Produtores de diversos países do bloco afirmam que o tratado abre as portas para uma concorrência considerada desleal, especialmente no setor de carnes, grãos e açúcar. Segundo os manifestantes, as exigências ambientais e sanitárias impostas aos agricultores europeus são muito mais rigorosas do que aquelas aplicadas aos produtores sul-americanos.
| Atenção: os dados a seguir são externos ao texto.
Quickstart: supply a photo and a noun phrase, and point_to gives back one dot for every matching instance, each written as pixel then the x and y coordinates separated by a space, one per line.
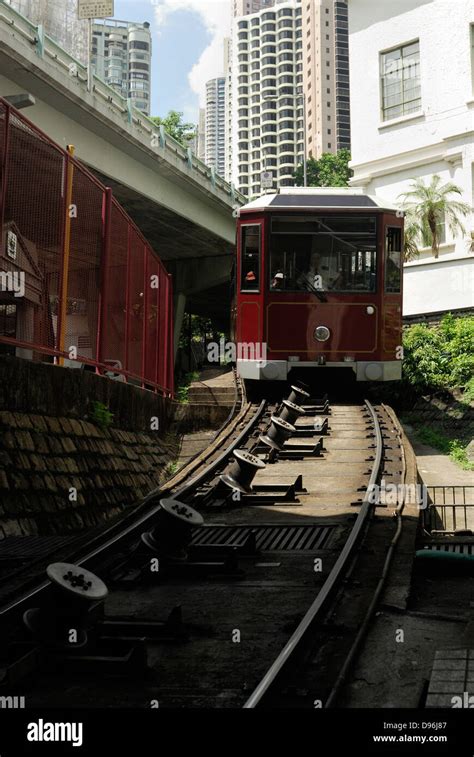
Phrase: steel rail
pixel 77 544
pixel 124 532
pixel 331 582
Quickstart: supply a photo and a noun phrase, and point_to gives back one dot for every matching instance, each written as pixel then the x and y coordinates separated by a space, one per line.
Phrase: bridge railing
pixel 79 284
pixel 47 48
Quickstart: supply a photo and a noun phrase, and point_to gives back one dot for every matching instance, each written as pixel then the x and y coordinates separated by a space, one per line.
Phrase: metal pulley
pixel 290 412
pixel 72 607
pixel 298 395
pixel 278 433
pixel 242 471
pixel 172 532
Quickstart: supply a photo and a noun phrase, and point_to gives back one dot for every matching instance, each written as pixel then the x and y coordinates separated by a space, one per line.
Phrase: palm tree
pixel 429 205
pixel 410 236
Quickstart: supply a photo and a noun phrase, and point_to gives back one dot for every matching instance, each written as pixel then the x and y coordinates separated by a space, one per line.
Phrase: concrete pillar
pixel 179 310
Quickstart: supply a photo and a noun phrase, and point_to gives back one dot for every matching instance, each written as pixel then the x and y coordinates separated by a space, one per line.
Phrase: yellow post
pixel 67 246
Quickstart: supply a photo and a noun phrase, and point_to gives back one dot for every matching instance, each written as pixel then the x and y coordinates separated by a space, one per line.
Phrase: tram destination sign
pixel 95 8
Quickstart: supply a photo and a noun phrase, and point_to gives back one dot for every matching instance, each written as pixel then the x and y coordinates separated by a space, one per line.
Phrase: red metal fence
pixel 79 284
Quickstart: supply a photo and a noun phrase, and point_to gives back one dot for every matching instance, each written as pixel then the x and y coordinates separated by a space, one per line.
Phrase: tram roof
pixel 324 198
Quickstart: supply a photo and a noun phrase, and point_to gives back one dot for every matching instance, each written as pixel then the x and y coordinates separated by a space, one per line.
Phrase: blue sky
pixel 187 48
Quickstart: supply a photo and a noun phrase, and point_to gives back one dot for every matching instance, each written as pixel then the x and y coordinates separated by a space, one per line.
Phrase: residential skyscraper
pixel 60 21
pixel 244 7
pixel 228 109
pixel 121 56
pixel 326 76
pixel 267 96
pixel 201 135
pixel 216 124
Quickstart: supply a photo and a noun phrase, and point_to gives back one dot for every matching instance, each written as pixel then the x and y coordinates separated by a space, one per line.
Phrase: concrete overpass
pixel 181 206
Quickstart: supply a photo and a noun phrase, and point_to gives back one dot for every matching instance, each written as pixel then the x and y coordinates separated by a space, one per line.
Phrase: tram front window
pixel 327 254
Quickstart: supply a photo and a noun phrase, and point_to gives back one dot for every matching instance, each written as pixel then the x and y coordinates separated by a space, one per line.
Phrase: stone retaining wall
pixel 59 470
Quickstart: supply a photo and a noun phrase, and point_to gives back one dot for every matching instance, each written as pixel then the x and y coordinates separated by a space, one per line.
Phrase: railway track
pixel 247 610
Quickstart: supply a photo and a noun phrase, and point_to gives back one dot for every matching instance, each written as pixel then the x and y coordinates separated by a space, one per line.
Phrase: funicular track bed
pixel 246 580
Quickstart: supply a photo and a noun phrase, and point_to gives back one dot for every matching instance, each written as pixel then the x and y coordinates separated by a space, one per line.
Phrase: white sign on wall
pixel 95 8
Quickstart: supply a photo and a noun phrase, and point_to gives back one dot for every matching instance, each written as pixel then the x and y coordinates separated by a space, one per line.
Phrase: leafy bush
pixel 452 447
pixel 101 415
pixel 182 392
pixel 440 357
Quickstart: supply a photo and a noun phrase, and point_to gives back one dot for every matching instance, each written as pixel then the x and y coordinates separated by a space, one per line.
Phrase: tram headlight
pixel 322 333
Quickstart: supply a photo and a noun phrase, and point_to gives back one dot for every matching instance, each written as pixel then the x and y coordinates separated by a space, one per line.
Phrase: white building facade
pixel 412 115
pixel 267 110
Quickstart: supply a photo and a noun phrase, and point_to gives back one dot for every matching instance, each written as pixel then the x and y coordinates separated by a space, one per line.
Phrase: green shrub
pixel 100 415
pixel 439 357
pixel 452 447
pixel 182 392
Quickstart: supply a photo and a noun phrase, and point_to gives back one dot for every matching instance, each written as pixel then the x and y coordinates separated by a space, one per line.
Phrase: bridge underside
pixel 199 261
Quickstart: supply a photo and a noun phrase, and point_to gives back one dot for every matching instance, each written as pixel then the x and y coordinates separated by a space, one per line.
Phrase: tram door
pixel 250 285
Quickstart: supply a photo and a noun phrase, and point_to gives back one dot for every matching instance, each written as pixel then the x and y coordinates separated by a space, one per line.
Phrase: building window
pixel 139 46
pixel 400 81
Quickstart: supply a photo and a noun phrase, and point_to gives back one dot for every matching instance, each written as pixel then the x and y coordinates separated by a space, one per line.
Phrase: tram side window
pixel 393 259
pixel 250 257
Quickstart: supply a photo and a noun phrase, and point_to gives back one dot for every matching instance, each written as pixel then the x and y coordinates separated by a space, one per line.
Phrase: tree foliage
pixel 427 208
pixel 329 171
pixel 439 357
pixel 184 132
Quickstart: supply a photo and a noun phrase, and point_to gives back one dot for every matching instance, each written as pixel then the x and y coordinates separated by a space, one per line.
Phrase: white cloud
pixel 216 16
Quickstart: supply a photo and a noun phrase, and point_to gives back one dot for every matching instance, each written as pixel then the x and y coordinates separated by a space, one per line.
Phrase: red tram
pixel 318 285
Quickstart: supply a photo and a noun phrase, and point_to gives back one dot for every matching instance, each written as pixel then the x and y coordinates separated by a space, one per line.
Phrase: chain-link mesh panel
pixel 153 283
pixel 87 233
pixel 120 271
pixel 114 329
pixel 163 325
pixel 136 309
pixel 34 225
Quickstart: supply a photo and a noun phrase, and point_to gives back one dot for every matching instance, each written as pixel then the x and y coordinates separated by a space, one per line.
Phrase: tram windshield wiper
pixel 319 294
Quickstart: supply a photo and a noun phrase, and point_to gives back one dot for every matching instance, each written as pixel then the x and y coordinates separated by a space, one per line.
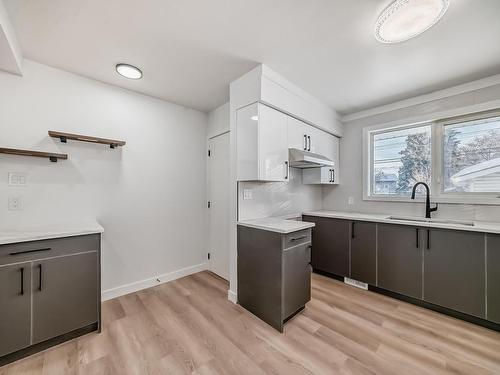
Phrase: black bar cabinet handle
pixel 40 277
pixel 298 238
pixel 22 280
pixel 30 251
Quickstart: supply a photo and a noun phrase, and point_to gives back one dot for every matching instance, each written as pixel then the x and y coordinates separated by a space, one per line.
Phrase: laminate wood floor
pixel 188 327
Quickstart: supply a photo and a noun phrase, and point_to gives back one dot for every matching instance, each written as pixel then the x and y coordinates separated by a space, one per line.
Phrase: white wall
pixel 278 198
pixel 336 198
pixel 218 121
pixel 149 196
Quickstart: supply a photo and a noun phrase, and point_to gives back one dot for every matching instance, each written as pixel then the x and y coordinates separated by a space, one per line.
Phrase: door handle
pixel 30 251
pixel 22 281
pixel 40 277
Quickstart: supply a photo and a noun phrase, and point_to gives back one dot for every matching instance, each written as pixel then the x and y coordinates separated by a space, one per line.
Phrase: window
pixel 400 159
pixel 472 156
pixel 459 159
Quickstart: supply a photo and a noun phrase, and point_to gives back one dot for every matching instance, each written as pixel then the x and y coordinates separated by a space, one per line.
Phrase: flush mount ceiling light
pixel 405 19
pixel 129 71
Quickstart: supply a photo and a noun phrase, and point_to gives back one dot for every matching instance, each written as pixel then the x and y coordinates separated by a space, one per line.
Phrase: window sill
pixel 492 201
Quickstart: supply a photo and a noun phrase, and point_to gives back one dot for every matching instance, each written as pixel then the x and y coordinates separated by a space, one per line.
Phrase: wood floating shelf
pixel 113 143
pixel 37 154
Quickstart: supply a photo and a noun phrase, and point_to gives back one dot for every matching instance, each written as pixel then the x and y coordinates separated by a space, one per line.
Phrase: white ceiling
pixel 189 50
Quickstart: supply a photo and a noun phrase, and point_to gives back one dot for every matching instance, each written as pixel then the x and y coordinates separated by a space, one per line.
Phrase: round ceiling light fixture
pixel 405 19
pixel 129 71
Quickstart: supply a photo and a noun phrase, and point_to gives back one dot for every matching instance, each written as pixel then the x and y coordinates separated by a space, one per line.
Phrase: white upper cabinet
pixel 297 134
pixel 262 149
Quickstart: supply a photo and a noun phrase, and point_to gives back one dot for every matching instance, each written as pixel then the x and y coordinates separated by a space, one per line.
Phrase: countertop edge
pixel 47 235
pixel 480 226
pixel 271 228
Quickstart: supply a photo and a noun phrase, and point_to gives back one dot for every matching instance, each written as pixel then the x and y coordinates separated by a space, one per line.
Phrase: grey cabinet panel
pixel 493 254
pixel 330 241
pixel 259 274
pixel 400 259
pixel 15 308
pixel 364 251
pixel 67 299
pixel 296 278
pixel 454 270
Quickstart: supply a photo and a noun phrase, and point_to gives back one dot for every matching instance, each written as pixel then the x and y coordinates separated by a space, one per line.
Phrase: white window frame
pixel 437 154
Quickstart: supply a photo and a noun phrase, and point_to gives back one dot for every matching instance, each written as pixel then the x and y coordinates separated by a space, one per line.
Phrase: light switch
pixel 247 194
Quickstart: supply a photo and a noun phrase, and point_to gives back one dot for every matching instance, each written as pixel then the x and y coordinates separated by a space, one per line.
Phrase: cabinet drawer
pixel 297 238
pixel 33 250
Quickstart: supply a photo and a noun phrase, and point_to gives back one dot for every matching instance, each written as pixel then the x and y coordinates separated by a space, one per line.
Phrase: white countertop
pixel 8 236
pixel 479 226
pixel 275 224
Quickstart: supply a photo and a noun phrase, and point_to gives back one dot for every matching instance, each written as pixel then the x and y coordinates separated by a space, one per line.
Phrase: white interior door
pixel 218 195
“Estamos sendo sacrificados em nome do comércio”, dizem líderes rurais, que alertam para o risco de quebras generalizadas, fechamento de pequenas propriedades e êxodo rural caso o acordo avance nos moldes atuais.
Além do impacto econômico, os agricultores também levantam bandeiras ambientais. Eles acusam a União Europeia de incoerência ao exigir padrões sustentáveis internos enquanto negocia importações de regiões associadas ao desmatamento e à expansão agressiva da fronteira agrícola.
A onda de protestos já provoca desconforto político. Governos nacionais enfrentam pressão interna para barrar ou rever o acordo, enquanto autoridades europeias tentam conter a revolta prometendo salvaguardas — que, até agora, não convenceram o setor.
Nos bastidores, cresce o temor de que a resistência do campo possa trav ar a ratificação do tratado, considerado estratégico para a política comercial da UE. Para os agricultores, porém, a mensagem é clara: sem garantias concretas, não haverá trégua.
Com o clima de tensão em alta, o embate entre comércio global e sobrevivência rural promete dominar a agenda europeia nos próximos meses — e o campo já deixou claro que não recuará facilmente.